A pioneer fashion and lifestyle magazine
It is funny what you can find in an old dusty box while poking around your parents’ loft on a boring day during the Christmas holidays. As for the old Christmas cards that I found at my parents’ house some weeks ago this happened by chance.
I discovered an old wrinkled carton box inside the drawer of the modular cabinet. What I found in this box this time are some old fashion and lifestyle magazines from various decades, 1950s and 1960s mostly. Some of them are copies of fashion magazine Grazia from the years my mother was still a teenager and that she has always refused to throw away for she believes they are steeped in memories.
Among the countless Twiggy, Jane Birkin and Patti Boyd covers from 1960s I picked up, with my great surprise, a 1928 copy of magazine Lidel. I could not believe my eyes when I first saw that!
I browsed the magazine and the themes. The old style advertising and the sophisticated fashion models I found inside took me back at that 1920s enchanting allure that always fascinates me.
I have never heard of this magazine before so I decided to learn more about it.
After the end of World War I, Europe went through a social, economic and political crisis of dramatic intensity. The newspapers and magazines had therefore required to address issues such as labour and industrial and economic reconstruction of the country after the war. Press was a mean for building up social cohesion and a new patriotism nationwide. This was the situation all over Europe, regardless of the single nations.
Since the magazine Lidel is Italian I am going to briefly analyse the situation in Italy during the 1920s.

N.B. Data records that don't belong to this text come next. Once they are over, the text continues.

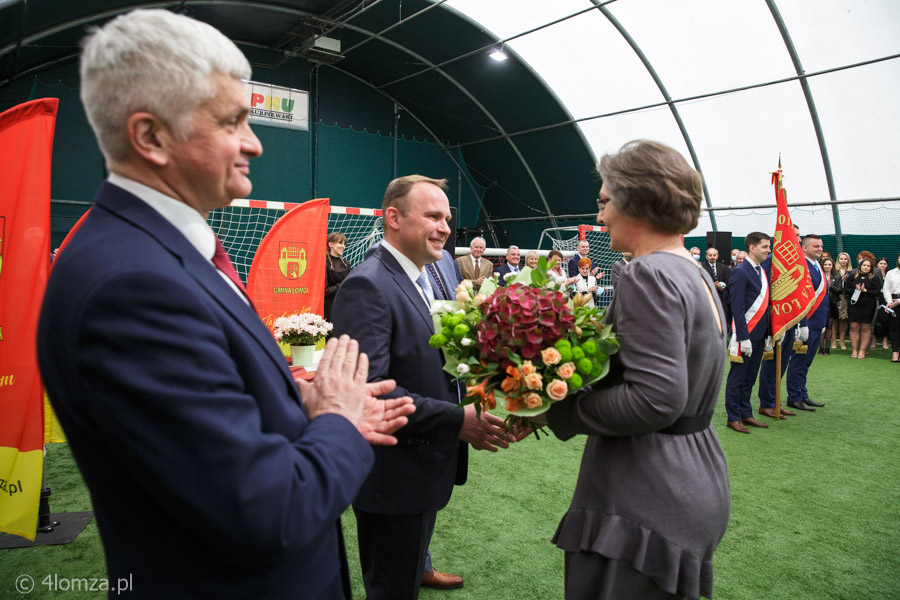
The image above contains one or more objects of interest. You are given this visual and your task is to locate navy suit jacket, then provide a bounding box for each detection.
[494,262,522,286]
[569,252,594,277]
[333,246,467,515]
[727,260,769,342]
[38,183,373,599]
[434,250,462,300]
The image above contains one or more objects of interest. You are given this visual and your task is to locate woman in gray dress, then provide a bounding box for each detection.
[546,140,730,600]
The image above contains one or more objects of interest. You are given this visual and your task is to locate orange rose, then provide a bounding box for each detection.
[523,392,544,408]
[525,373,544,390]
[541,347,562,365]
[556,362,575,379]
[500,367,522,394]
[547,379,569,400]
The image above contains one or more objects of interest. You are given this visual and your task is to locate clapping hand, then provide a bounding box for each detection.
[297,335,416,446]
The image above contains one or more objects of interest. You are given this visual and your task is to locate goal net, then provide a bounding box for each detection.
[208,200,384,281]
[538,225,622,306]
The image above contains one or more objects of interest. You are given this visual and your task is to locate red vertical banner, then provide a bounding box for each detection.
[247,198,328,336]
[0,98,59,540]
[769,160,816,340]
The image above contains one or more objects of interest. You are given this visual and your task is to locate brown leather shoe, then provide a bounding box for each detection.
[759,406,775,419]
[422,571,462,590]
[725,421,750,433]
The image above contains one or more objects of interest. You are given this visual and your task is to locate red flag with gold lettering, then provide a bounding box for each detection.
[0,98,59,540]
[247,198,329,336]
[769,164,816,341]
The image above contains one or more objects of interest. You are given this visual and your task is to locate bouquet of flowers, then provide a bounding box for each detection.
[272,313,334,346]
[429,257,619,431]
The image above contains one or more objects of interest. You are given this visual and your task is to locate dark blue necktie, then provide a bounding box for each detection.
[425,264,450,300]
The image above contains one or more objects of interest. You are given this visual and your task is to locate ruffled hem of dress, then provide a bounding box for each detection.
[553,509,712,599]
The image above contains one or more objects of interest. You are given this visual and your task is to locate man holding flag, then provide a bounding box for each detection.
[725,231,771,433]
[758,160,815,419]
[787,234,828,408]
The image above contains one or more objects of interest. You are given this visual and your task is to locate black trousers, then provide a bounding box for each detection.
[353,507,437,600]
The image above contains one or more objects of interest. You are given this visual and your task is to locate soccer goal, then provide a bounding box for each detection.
[538,225,622,306]
[208,200,384,281]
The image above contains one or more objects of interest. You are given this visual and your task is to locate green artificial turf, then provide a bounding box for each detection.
[0,348,900,600]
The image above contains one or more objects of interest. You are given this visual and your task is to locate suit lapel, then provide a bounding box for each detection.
[96,183,299,400]
[375,248,434,333]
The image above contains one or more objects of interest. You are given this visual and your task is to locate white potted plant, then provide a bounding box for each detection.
[273,313,334,369]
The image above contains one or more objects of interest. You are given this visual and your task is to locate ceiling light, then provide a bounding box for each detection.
[488,44,509,62]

Illiteracy rate in the “Bel Paese” drop significantly from 56% of year 1900 to 35,2% in 1920 and the cultural gap between wealth well educated upper classes and the working class sharpened. This was a great achievement for a nation whose population illiteracy rate was almost 80% in 1860. However, the gap between upper middle class and the lower middle class was still there when talking about quality. The so-called mass literature became more established among the middle-lower class, whose reference female model was that of the housewife devoted to take care of home and children. By this way, illustrated magazine with a strong circulation made their appearance and soon became the preferred reading.
Those magazines represented a natural evolution of this mass literature consumption and their aim was to build a nationwide mass culture, especially during Fascism.
Before Vogue was Lidel
If the illustrated periodic had a great success through the masses after the WWI, niche limited edition lifestyle magazines could also be found at the kiosks. They were more sumptuous and sophisticated and for that reason they were also much more expensive. The magazine which represented this niche category the most was the magazine Lidel.
Lidel was a fashion and lifestyle magazine found in Milan in 1919 by visionary and avant-garde journalist Lydia De Liguoro. Readings, Illustrations, drawings, elegance, job opportunities, fashion and other more challenging subjects were just few of the list of topics discussed in the pages of the magazine.
The magazine, printed on glossy paper, addressed to an elite of female audience by depicting an image of a sophisticated, feminine but yet strong woman that, over the years, aligned itself more and more with the fascist’s idea of female gender (as a woman as well as a mother).
Lidel was a very patriotic magazine aiming to promote the “Made in Italy” label. CEO Lydia De Liguoro struggled to convince the Italian fashion industry to get rid of French fashion influence by encouraging the domestic industry to design their own models rather than producing clothes for the French market.
She thought that the creation of synergies between the Italian manufacturing industries and designers could lead to more attractive models to be exported to foreign markets. But this could not be implemented without first convincing customers to prefer Italian clothes rather than the French ones. The main aim of Lidel was therefore to convince its readers to buy Made in Italy.
From 1920 to 1929
(not all issues are reported here below)
From 1930 to 1935
(not all issues are reported here below)
Lidel laid the foundation for future fashion magazines that would have been created after the end of World War II. It was a true pioneer of lifestyle periodical. To make an example, Vogue Italy, the lifestyle magazine that more than others can be compared to Lidel in what concerns its topics, actually made its first appearance in 1962, that means 43 years after the first issue of Lidel in 1919.
Lidel last issue was in 1935 and whenever I have a look at those glossy issues I am always enchanted by the elegance and allure of 1920s and 1930s fashion.
Thanks to Lidel and her founder Lydia De Liguoro, who struggled to create a national fashion industry, the “Ente Nazionale della Moda” (the National Board of Fashion), under the fascist directives, took an important decision for improving national production: 50 percent of the collection, made by Italian fashion designers, had to be Italian. This was such a relevant achievement that concerned not just fashion trade but the whole Italian industry, which got more conscious and payed more attention to the importance of manufacturing domestic goods rather than importing them from abroad. These were the basis for the creation of the common sense and label “Made in Italy”.